El hombre volvió a la habitación con paso rápido. Se paró entre la pileta y la mesa y cerró la puerta del gabinete de un puntapié. El sonido y la compresión hicieron vibrar los oídos de Susan. Oyó al hombre esforzarse con el segundo tanque. Luego sus pasos que salían de la sala y se perdían en el corredor.
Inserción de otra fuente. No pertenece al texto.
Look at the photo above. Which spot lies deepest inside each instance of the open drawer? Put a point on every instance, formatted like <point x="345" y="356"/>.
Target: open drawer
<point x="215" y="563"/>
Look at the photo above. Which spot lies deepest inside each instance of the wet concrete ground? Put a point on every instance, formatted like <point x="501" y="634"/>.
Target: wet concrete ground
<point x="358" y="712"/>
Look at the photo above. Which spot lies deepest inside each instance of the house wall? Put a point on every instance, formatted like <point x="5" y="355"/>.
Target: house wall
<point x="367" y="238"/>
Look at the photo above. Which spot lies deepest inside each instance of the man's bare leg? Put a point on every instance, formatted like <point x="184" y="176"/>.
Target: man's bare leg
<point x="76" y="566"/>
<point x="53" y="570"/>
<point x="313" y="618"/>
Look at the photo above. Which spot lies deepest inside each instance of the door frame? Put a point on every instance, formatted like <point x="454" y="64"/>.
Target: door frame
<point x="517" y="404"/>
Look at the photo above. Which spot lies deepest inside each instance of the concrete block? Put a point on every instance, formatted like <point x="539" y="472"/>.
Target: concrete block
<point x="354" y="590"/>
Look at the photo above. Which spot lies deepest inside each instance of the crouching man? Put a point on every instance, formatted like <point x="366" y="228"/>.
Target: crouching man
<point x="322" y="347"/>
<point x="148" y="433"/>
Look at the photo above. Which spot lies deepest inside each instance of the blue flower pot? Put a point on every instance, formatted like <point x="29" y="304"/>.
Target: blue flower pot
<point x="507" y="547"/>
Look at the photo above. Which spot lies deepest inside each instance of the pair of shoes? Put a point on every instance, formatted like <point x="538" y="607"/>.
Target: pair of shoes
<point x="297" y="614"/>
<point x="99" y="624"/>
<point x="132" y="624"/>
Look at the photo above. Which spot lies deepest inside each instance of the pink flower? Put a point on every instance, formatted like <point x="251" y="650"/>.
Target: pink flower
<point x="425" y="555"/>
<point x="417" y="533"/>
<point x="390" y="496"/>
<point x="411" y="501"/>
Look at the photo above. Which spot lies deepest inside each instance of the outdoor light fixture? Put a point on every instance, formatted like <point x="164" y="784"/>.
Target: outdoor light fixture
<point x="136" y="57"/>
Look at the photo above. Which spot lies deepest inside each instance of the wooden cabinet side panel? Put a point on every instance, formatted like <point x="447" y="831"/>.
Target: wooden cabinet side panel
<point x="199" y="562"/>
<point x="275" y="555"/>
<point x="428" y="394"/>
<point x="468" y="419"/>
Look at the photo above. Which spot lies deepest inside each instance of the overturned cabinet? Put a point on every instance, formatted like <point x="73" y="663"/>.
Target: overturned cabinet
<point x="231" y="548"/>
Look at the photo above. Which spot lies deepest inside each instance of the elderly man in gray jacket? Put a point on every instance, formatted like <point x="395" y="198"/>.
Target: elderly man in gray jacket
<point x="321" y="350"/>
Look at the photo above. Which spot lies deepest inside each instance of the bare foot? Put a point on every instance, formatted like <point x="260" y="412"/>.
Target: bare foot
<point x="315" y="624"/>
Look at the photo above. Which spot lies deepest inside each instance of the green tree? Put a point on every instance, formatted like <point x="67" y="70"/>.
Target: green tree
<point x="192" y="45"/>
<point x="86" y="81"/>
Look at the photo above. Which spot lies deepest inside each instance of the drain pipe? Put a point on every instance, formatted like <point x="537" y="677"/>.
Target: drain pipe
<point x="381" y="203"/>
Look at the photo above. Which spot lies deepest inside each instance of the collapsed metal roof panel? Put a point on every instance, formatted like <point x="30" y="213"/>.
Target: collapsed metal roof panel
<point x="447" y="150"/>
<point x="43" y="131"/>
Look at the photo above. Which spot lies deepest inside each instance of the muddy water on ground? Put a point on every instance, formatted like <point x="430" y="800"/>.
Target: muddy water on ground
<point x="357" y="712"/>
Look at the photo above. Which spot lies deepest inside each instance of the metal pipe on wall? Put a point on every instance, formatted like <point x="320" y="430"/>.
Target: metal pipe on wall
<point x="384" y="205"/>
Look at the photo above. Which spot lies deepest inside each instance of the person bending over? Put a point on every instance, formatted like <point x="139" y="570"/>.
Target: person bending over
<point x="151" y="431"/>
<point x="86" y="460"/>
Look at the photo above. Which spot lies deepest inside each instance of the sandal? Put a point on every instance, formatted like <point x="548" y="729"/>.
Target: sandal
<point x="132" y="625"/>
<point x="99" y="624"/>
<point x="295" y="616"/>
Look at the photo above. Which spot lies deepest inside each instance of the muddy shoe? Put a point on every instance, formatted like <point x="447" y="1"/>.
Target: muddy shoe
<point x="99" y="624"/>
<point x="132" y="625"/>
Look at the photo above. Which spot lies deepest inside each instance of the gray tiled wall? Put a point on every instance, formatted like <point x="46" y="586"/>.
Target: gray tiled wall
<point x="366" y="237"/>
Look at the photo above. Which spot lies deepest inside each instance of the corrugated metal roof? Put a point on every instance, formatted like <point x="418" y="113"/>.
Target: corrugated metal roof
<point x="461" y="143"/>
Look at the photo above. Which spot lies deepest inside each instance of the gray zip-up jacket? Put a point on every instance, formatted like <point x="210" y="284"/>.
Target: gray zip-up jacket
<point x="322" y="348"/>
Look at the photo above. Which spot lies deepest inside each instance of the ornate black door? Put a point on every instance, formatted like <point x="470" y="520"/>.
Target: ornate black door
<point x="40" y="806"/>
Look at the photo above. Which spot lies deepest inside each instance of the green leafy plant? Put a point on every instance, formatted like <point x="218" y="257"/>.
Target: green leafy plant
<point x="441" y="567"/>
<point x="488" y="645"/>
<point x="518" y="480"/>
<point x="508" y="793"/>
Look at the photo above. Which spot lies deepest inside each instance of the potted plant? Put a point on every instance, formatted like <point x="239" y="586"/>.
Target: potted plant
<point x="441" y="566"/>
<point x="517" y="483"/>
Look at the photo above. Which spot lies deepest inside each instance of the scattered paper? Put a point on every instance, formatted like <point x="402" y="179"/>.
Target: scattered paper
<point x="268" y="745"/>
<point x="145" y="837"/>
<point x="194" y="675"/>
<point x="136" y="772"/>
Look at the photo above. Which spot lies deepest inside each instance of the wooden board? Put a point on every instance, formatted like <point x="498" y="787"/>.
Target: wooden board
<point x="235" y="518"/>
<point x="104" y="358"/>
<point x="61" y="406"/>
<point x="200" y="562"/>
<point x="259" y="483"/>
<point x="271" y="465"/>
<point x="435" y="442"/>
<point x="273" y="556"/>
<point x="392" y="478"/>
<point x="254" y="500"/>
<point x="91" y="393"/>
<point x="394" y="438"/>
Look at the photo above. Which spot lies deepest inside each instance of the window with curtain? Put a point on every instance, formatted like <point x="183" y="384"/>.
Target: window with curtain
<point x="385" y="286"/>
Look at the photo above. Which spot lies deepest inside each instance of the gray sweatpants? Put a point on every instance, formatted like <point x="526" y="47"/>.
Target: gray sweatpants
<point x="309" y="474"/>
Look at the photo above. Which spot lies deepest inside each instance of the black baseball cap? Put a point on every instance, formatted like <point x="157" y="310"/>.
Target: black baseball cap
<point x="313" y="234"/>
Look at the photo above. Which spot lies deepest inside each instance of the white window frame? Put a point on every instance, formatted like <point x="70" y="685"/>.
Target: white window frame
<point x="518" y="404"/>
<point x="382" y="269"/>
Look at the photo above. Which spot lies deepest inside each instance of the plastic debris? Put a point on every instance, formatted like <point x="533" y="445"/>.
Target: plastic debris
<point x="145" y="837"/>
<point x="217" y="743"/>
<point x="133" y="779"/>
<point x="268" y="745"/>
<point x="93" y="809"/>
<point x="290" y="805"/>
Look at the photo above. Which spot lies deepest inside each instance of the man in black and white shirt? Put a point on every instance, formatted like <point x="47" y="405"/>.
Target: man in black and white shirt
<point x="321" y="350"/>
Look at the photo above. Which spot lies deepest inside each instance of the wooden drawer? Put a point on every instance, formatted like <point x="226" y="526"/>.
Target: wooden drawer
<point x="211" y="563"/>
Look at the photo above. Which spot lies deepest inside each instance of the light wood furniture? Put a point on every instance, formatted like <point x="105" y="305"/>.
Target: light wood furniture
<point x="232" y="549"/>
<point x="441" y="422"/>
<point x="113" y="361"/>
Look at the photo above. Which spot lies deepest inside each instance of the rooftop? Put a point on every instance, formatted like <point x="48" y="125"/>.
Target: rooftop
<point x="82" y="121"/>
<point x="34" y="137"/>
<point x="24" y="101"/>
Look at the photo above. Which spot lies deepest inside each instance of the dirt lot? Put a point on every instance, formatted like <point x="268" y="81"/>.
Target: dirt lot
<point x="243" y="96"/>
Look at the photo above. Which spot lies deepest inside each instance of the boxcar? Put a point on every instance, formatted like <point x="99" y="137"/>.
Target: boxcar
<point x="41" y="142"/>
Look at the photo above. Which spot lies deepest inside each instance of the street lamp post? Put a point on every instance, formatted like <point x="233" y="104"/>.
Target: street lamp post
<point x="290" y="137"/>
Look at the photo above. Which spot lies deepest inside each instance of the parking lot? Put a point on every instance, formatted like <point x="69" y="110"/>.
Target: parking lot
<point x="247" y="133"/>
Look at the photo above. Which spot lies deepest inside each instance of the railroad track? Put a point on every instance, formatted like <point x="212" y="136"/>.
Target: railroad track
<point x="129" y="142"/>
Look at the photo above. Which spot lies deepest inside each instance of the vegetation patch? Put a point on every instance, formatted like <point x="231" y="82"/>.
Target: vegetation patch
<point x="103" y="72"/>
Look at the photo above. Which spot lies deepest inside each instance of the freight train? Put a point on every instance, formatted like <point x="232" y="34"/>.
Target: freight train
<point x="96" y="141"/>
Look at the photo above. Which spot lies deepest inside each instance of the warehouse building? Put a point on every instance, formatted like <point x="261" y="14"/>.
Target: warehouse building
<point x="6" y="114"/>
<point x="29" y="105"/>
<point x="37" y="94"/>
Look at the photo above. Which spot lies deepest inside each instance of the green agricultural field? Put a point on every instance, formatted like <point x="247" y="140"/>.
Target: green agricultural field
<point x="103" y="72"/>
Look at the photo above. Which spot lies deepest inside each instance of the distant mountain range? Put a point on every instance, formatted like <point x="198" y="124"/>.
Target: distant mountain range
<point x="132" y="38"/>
Susan se quedó inmóvil dos o tres minutos antes de atreverse a moverse, escuchando. No oía pasos; sólo una risa apagada que llegaba del primer quirófano. Susan retiró su cuerpo acalambrado de debajo de la pileta. Un tubo de spray cayó al piso y rodó por una corta distancia. Susan se quedó helada. Nada. Luego corrió a la puerta en el quirófano oscuro.
Otra vez tuvo que detenerse para acostumbrarse a la oscuridad. Aquí se veían las formas de las luces sobre la mesa de operaciones. Cuidadosamente Susan se acercó a la pared común que daba al corredor, buscando a tientas el picaporte. Cuando lo encontró pasó por la puerta y observó la sala de preparación contigua.
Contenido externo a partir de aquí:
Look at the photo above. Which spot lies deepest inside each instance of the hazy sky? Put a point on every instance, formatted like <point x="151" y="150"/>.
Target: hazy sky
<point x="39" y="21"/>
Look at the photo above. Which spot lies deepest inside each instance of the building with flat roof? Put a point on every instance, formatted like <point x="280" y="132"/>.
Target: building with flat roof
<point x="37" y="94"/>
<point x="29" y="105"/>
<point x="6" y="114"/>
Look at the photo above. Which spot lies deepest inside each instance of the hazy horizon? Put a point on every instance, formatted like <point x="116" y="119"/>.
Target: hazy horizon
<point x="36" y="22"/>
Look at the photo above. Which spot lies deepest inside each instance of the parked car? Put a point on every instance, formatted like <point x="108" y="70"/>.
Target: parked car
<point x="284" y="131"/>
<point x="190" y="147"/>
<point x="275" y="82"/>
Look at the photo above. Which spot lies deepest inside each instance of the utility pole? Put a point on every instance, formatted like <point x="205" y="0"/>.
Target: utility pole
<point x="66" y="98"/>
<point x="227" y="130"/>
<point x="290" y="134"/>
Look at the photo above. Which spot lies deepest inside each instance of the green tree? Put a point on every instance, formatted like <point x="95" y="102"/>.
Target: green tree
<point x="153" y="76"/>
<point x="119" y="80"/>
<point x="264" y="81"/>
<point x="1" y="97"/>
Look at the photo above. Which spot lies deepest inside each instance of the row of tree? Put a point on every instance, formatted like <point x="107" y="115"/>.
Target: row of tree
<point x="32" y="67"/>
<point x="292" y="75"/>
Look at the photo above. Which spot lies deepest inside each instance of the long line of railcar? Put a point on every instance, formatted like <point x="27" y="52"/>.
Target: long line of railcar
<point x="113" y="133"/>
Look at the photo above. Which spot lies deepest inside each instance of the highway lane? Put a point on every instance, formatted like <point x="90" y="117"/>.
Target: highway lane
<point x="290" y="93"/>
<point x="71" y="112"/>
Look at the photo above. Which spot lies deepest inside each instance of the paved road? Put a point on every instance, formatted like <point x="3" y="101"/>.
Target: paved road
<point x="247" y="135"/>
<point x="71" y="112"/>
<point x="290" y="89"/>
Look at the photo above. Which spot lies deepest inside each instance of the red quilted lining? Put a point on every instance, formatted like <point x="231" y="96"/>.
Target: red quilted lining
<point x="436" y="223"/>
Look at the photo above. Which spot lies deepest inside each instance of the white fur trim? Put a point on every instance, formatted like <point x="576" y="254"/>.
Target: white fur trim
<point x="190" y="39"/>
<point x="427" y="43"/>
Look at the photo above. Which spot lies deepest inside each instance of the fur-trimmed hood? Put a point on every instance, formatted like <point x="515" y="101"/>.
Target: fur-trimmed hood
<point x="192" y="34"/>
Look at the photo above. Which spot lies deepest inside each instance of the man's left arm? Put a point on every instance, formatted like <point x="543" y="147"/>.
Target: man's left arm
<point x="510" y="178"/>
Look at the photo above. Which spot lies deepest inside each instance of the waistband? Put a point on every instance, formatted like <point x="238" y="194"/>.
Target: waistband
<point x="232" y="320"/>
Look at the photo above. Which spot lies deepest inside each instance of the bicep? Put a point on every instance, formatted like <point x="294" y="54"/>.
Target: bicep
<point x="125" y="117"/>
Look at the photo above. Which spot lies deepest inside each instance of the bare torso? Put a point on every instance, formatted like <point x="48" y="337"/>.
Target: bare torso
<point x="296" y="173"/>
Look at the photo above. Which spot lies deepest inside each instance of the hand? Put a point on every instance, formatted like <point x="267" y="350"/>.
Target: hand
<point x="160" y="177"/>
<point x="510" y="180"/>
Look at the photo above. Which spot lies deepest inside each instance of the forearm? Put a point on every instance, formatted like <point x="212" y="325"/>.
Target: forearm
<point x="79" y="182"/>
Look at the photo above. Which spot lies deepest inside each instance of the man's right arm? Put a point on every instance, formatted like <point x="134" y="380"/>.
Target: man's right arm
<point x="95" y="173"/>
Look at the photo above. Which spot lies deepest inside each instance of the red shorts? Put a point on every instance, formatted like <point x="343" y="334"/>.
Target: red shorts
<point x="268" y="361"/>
En ese instante una aguda alarma rompió la quietud y todas las luces se encendieron en la habitación antes oscura. Aterrorizada, Susan soltó la puerta y se pegó a la pared, a la espera de un atacante.
La sala estaba vacía.
Cerca de un pequeño altoparlante se encendía y se apagaba una luz roja. Por el altoparlante se oyó: «Hay una intrusa en el edificio. Una mujer. Debe ser detenida de inmediato. Repito… Hay una intrusa en el edificio… deténganla de inmediato». El altoparlante quedó mudo. Susan suspiró con alivio. Salió del quirófano y miró la pared de la sala de preparación. En el corredor no había nadie.
Dos guardias con uniformes blancos recorrían apresuradamente la sala principal, sin prestar atención a los cien seres humanos que colgaban a su alrededor. Cada uno llevaba una pistola en la mano. El más alto de los dos escuchaba su Sony. Volvió a colocarla en el cinturón.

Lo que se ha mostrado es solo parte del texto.